Aber leider: Selbst gut zureden hilft da wenig. Auch diesmal siegte die Prokrastination. Bevor ich mich auf den Weg zur Bankfiliale meines Vertrauens machte, frühstückte ich genüsslich, schaute mir zu Recherchezwecken eine Reportage an, räumte auf und facebookte vor mich hin – und dann war es auch schon halb drei. Ach herrje: Flott alles zusammen gepackt, was ich brauchte, und auf zur Bank – die sollte ja in einer halben Stunde schon Sperrstunde haben.
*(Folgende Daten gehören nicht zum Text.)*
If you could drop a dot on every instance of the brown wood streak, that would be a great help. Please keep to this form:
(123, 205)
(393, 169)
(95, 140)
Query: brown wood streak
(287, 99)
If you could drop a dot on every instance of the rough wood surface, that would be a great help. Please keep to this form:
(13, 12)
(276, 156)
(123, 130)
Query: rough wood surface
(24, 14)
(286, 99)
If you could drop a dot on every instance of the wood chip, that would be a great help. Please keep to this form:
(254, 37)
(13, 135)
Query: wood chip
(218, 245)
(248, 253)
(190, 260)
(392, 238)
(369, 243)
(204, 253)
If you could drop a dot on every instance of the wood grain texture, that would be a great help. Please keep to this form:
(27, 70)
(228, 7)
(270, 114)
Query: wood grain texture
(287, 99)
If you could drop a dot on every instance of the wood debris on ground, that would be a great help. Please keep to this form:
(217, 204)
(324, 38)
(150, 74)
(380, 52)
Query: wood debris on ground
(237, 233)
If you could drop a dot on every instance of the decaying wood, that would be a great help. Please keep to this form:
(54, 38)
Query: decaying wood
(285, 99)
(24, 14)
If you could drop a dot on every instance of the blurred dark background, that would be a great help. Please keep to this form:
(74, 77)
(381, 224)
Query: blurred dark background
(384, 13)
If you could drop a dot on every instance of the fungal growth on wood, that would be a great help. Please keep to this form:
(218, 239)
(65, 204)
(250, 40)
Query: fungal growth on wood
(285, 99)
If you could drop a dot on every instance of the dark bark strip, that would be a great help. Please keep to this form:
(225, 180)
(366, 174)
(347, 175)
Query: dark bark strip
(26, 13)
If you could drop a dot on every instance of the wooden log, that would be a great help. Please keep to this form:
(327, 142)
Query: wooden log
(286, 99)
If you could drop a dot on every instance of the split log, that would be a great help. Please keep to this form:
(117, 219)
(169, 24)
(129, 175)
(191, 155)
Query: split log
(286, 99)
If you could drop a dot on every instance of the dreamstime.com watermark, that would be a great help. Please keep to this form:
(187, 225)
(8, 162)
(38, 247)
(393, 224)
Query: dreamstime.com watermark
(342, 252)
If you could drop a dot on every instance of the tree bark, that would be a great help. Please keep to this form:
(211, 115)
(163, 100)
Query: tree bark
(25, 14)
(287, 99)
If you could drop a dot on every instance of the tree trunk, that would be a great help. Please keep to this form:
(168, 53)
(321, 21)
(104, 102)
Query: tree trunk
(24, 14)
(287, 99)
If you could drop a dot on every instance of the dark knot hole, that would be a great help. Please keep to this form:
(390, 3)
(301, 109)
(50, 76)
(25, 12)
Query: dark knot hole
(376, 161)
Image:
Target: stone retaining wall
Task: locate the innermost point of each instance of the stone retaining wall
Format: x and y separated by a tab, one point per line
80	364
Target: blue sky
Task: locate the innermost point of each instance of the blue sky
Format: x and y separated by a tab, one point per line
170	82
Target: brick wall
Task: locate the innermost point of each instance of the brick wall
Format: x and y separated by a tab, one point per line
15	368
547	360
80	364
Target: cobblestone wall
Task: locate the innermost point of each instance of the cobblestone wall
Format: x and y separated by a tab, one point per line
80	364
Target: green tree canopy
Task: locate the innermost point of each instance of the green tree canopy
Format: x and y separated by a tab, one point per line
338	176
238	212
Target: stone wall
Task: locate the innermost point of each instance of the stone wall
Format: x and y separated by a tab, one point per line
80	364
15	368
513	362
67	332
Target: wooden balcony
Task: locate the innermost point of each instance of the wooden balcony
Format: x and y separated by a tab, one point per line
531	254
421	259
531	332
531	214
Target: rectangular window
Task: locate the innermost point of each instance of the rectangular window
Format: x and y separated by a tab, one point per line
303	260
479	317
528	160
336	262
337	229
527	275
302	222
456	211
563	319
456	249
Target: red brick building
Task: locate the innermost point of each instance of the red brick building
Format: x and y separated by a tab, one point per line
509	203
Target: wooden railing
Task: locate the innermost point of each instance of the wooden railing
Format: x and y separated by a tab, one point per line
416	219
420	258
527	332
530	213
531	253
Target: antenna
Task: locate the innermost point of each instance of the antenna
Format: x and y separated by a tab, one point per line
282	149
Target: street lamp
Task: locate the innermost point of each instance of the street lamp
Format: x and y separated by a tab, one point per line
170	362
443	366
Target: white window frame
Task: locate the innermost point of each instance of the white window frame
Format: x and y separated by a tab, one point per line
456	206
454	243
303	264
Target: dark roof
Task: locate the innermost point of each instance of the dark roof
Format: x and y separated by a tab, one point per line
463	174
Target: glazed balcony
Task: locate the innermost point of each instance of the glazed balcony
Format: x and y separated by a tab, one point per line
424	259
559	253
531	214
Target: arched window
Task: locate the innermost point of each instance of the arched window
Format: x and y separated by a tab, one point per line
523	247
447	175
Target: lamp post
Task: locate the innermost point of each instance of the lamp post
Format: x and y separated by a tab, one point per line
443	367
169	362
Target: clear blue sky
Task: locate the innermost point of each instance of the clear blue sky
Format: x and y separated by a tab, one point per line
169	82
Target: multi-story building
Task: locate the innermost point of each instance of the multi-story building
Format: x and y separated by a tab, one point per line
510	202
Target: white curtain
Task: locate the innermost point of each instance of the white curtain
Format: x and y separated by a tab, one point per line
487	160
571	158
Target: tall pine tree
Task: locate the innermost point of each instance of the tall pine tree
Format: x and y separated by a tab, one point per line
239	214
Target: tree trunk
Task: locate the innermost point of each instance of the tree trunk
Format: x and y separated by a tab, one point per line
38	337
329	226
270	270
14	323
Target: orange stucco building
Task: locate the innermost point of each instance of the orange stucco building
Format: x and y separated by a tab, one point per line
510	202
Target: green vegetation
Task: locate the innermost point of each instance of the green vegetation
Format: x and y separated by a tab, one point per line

Dort angekommen, klage ich dem Berater mein Leid: Gerne hätte ich ein zweites Konto, von dem ich mir als Selbständiger selbst mein Gehalt zahlen kann. Denn so könne ich erstens meine Finanzen besser im Auge behalten und zweitens sei dann auch alles viel transparenter in Sachen Steuern, SVA und so – denn dem Finanzamt möchte ich ja entgegen kommen, man möchte ja transparent sein, man möchte ja helfen, man möchte ja keine Fehler machen, man will – ja, aber wirklich! – keinen Ärger mit dem Stiefvater Staat haben.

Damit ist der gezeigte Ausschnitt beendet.